Recently, Amber Hikes, one of the more recognizable members of Philadelphia’s LGBTQ community, unveiled a redesigned pride flag to kick off Pride month, and it has been met with criticism. In the new design (that can be seen below), black and brown stripes lie atop the other colors of the pride flag you’re used to seeing. Its purpose is to represent LGBTQ individuals of color.
Arguments against this new rendering include “the flag looks ugly,” “the Pride flag was never about race, and if they’re going to change that, then where’s my stripe?” … get a grip … And my personal favorite, “Well that’s not a rainbow so it’s no longer the pride flag.”
I’ve got news for you.
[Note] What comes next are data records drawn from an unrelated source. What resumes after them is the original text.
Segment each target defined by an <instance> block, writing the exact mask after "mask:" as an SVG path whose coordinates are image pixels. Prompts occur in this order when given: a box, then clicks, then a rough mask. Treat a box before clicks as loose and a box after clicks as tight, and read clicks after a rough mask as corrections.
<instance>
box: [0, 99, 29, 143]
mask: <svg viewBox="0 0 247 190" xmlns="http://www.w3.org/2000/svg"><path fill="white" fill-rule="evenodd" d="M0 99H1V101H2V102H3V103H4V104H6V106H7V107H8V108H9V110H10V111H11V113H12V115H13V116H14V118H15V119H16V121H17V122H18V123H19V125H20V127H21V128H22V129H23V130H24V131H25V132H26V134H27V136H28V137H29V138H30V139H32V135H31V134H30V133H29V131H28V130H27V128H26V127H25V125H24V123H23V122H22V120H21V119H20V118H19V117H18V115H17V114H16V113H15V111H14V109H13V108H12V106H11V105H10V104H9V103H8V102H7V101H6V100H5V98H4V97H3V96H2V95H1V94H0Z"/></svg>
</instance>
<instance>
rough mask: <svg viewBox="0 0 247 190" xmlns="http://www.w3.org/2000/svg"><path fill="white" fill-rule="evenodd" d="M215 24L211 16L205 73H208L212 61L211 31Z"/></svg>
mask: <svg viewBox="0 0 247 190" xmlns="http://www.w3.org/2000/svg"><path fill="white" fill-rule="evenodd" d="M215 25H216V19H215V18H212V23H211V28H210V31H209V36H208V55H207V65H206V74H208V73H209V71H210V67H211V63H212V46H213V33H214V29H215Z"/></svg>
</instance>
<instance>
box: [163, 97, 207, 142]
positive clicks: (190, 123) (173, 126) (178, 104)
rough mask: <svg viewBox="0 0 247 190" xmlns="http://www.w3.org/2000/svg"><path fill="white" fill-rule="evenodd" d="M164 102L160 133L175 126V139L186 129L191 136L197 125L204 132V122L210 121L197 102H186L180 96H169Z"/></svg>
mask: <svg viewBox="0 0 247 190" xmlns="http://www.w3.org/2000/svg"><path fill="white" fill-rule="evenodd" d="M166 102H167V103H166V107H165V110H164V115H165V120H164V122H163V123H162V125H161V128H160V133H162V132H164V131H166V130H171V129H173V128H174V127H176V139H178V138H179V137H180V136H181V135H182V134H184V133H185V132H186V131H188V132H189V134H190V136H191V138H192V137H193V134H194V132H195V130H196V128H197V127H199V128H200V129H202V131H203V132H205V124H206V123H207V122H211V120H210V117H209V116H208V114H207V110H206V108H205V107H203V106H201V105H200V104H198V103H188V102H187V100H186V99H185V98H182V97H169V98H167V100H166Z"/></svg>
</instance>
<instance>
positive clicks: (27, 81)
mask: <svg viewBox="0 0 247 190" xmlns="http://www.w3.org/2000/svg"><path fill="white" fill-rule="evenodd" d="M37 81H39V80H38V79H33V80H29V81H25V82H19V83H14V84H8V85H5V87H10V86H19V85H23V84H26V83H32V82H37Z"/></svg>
The pride flag isn’t a rainbow. Red, orange, yellow, green, blue, indigo, violet – those are the colors of a rainbow. If you count that out, that’s seven. The standard pride flag has six stripes. You may be saying to yourself, “Well Joe, that’s a very stupid point to make,” but we call it a rainbow, don’t we? And guess what… it’s okay that we do. But that simple observation should highlight the fact that there are no rules to this thing.
The LGBTQ community, like any other faction of society, is evolving. Again, there are no rules to this. The very acronym that represents our community has changed and continues to change as time goes on. GLBT, LBGT, LGBT, LGBTQ, LGBTQIA – there are countless variations, and guess what – they’re all okay. If you omit the I and A, which represent intersex and asexual, I wouldn’t assume you are discriminating against them, and if you choose to use other letters you see fit, cool, the more the merrier!
I prefer to use “LGBTQ” community 1. Because I think we as a community need to focus on and help those who fall under the umbrella of “questioning” aka Q, and 2. Because it’s fun to say LGBTQmmunity. The LGBTQ community should always be about inclusion. Not about separation. If LGBTQ people of color feel underrepresented by their peers, then it’s up to us to fix that.